Information-theoretic analysis of information hiding

  • Authors:
  • P. Moulin;J. A. O'Sullivan

  • Affiliations:
  • Beckman Inst., Univ. of Illinois at Urbana-Champaign, Urbana, IL, USA;-

  • Venue:
  • IEEE Transactions on Information Theory
  • Year:
  • 2006

Quantified Score

Hi-index 755.20

Visualization

Abstract

An information-theoretic analysis of information hiding is presented, forming the theoretical basis for design of information-hiding systems. Information hiding is an emerging research area which encompasses applications such as copyright protection for digital media, watermarking, fingerprinting, steganography, and data embedding. In these applications, information is hidden within a host data set and is to be reliably communicated to a receiver. The host data set is intentionally corrupted, but in a covert way, designed to be imperceptible to a casual analysis.
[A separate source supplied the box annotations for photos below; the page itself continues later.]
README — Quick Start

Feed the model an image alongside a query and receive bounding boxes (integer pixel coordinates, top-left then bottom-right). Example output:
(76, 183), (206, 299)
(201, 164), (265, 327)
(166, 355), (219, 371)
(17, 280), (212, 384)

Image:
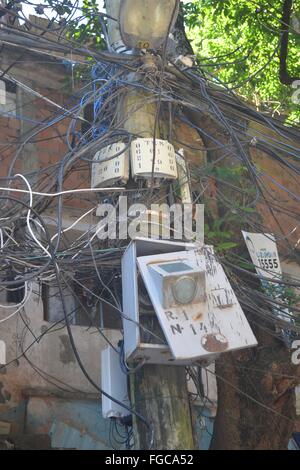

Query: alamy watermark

(96, 196), (204, 243)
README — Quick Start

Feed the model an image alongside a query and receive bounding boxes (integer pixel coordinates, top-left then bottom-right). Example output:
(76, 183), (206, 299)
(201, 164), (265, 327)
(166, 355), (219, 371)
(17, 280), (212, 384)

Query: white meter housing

(92, 142), (129, 188)
(131, 138), (178, 180)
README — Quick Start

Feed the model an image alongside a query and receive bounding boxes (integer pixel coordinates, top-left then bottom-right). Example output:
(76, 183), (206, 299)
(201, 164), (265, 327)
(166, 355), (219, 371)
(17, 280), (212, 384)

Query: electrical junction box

(101, 346), (130, 419)
(0, 80), (6, 105)
(131, 138), (178, 180)
(92, 142), (129, 188)
(122, 240), (257, 365)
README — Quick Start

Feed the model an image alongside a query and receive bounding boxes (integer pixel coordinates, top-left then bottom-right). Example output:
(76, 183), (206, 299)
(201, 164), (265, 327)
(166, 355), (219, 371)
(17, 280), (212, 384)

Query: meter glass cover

(159, 263), (191, 274)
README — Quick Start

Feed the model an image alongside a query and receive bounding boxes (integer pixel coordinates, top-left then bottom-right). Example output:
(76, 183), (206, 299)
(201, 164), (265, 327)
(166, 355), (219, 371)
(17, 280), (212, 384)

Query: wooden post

(106, 0), (195, 450)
Next, an attacker may seek to destroy this hidden information, and for this purpose, introduce additional distortion to the data set. Side information (in the form of cryptographic keys and/or information about the host signal) may be available to the information hider and to the decoder. We formalize these notions and evaluate the hiding capacity, which upper-bounds the rates of reliable transmission and quantifies the fundamental tradeoff between three quantities: the achievable information-hiding rates and the allowed distortion levels for the information hider and the attacker. The hiding capacity is the value of a game between the information hider and the attacker. The optimal attack strategy is the solution of a particular rate-distortion problem, and the optimal hiding strategy is the solution to a channel-coding problem. The hiding capacity is derived by extending the Gel'fand-Pinsker (1980) theory of communication with side information at the encoder. The extensions include the presence of distortion constraints, side information at the decoder, and unknown communication channel. Explicit formulas for capacity are given in several cases, including Bernoulli and Gaussian problems, as well as the important special case of small distortions. In some cases, including the last two above, the hiding capacity is the same whether or not the decoder knows the host data set. It is shown that many existing information-hiding systems in the literature operate far below capacity.